Os Fuzis Année : 1964

6/10 iCM IMDb

Réalisation :

Ruy Guerra


Cent ans de cinéma Télérama

Western révolutionnaire (ou qui incite à l’être) qui commence comme du Glauber Rocha et qui s’achève en Sam Peckinpah.

À ma grande honte, je dois avouer que quand un fusil manque à l’appel, on s’ennuie un peu. Tous les passages poético-symboliques à la Rocha me laissent de marbre, jusqu’à l’étrange séquence finale, et probablement allégorique, du bœuf sacré vite charcuté par la population affamée. Tandis qu’une séquence avec un fusil, c’est simple à comprendre comme dans un film de cow-boys. L’allégorie y est alors plus simple : la lutte de pouvoir selon de quel côté du canon du fusil on se trouve.

Un fusil = la loi. Pas de fusil = pas de chocolat. (Si j’ai tout compris.)
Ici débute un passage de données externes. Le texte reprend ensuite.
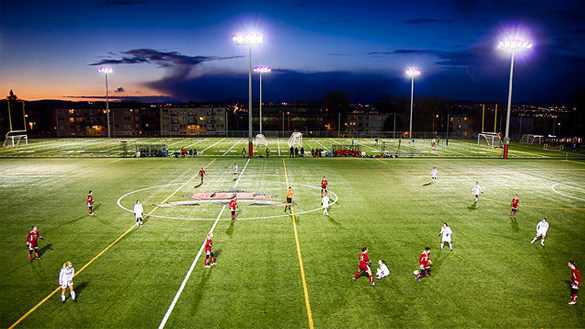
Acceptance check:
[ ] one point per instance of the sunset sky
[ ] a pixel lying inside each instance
(182, 50)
Trois séquences de “fusils” sortent du lot. Celle dans le bar où les soldats font la leçon aux paysans avant que le camionneur n’arrive et fasse la leçon aux soldats. Celle du meurtre par accident mais à l’insu de son plein gré rappelant la violence niaise de la chasse au kangourou dans Réveil dans la terreur. Et celle du retournement final quand le camionneur lance la révolution à son échelle, et son suicide, en s’emparant d’un fusil et s’attaquant aux soldats après avoir vu un paysan résigné à la mort de sa gamine affamée… Tout le film, et le rapport au titre, se trouve dans ces trois séquences. Le reste est soit accessoire, soit pénible et long à se mettre en place.